Miré a mi madre. Mantenía la cabeza gacha; su rostro estaba cada vez más ruborizado, aunque no sabía si la causa era la vergüenza o el enfado.

– Todo lo que poseo es lo que llevo puesto -comencé a decir-. Siento mucho…

Mi padre casi se desplomó sobre mí, cuando se acercó tambaleante y comenzó a pegarme en el pecho con las dos manos. Sorprendido, retrocedí, y a punto estuve de perder el equilibrio. El viejo me siguió mientras gritaba:

– ¿Lo sientes? ¡Maldito inútil, mentiroso, borracho, ladrón, putero, no vales ni una mierda de perro!

– ¡Mihmatcatlacatl! -le gritó mi madre, en tono de reproche.

Él no le hizo caso. Me golpeó de nuevo, pero esta vez fue un puñetazo de verdad, dirigido contra mi hombro con toda la fuerza de su musculoso brazo derecho y con la potencia de una década de rencor; de pronto me vi en el suelo enredado en la capa.

– ¡Cómo te atreves a aparecer por aquí! ¡Yo te daré «lo siento»! ¡Si supieras todo lo que tuve que sacrificar por ti!

Hizo el gesto de darme un puntapié entre mis piernas abiertas. Afortunadamente, dar puntapiés no era uno de sus fuertes. Su rodilla herida cedió y por un momento se tambaleó, cosa que aproveché para rodar sobre mí mismo y levantarme apoyándome en las manos y las rodillas.

Escapé a gatas. Un pequeño círculo de espectadores, compuesto principalmente por mis sobrinas y sobrinos, se había reunido a nuestro alrededor, y me dirigí hacia él. Me alcanzó antes de que llegara. Sujetó el dobladillo de mi capa y comenzó a tirar hasta que oí cómo se rasgaba la tela.

– ¡Vuelve aquí, cobarde! ¡Todavía no he acabado contigo!

Solté la capa.
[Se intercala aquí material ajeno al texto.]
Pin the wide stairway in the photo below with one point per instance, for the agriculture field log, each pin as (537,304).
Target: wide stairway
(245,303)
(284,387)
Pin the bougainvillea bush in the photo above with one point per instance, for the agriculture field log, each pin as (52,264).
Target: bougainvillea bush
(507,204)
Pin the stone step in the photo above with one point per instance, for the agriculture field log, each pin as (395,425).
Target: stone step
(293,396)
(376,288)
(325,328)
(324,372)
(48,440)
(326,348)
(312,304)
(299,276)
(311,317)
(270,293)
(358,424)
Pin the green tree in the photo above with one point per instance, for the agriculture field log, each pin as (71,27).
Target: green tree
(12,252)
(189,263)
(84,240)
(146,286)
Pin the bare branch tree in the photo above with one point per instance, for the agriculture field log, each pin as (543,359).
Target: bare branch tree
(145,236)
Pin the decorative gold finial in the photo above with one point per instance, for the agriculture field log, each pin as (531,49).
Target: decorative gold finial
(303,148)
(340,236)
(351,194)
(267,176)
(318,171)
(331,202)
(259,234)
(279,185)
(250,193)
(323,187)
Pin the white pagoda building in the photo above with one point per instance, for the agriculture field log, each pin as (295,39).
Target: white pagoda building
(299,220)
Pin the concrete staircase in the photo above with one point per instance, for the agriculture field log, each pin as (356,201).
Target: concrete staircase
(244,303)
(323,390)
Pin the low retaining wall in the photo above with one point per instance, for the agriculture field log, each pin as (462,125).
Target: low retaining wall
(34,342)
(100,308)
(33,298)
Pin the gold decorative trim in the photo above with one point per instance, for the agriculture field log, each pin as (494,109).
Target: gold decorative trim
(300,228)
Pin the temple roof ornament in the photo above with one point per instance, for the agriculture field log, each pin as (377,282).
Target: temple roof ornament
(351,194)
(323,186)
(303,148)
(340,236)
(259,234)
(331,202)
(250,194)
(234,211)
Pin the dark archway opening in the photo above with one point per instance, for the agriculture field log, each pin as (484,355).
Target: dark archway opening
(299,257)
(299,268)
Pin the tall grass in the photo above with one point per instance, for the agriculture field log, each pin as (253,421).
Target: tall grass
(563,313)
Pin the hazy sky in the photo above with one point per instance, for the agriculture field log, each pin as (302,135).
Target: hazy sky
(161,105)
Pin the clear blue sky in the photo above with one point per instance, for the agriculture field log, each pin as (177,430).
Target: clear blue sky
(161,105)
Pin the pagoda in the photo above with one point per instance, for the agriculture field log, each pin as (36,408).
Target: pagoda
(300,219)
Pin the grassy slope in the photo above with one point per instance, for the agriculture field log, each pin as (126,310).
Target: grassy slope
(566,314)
Conseguí deshacer el nudo con una mano y me ayudé a ponerme de pie con la otra. Me volví rápidamente, a tiempo para ver cómo mi padre caía de culo en el suelo y chillaba de rabia con la capa en una mano.

Mi madre lo llamó de nuevo por su nombre y corrió en su ayuda. A mí me dirigió una mirada de reproche.

– ¡Apártalo de mí! -El viejo se echó a llorar-. ¡No soporto verlo aquí! ¡Échalo de una vez!

Lo miré y lo escuché, desconcertado.

– No te entiendo -protesté-. Ni siquiera permites que te diga por qué estoy aquí.

– Probablemente me busca a mí.

La voz del recién llegado tenía un tono de seguridad que conocía muy bien. Me volví en el momento en que cruzaba el círculo de espectadores. El dobladillo rojo de su magnífica capa de algodón amarillo flotaba alrededor de sus pies y las cintas blancas sujetas en la nuca se ondulaban a cada paso. Los largos cordones de las sandalias golpeaban el suelo como látigos mientras caminaba.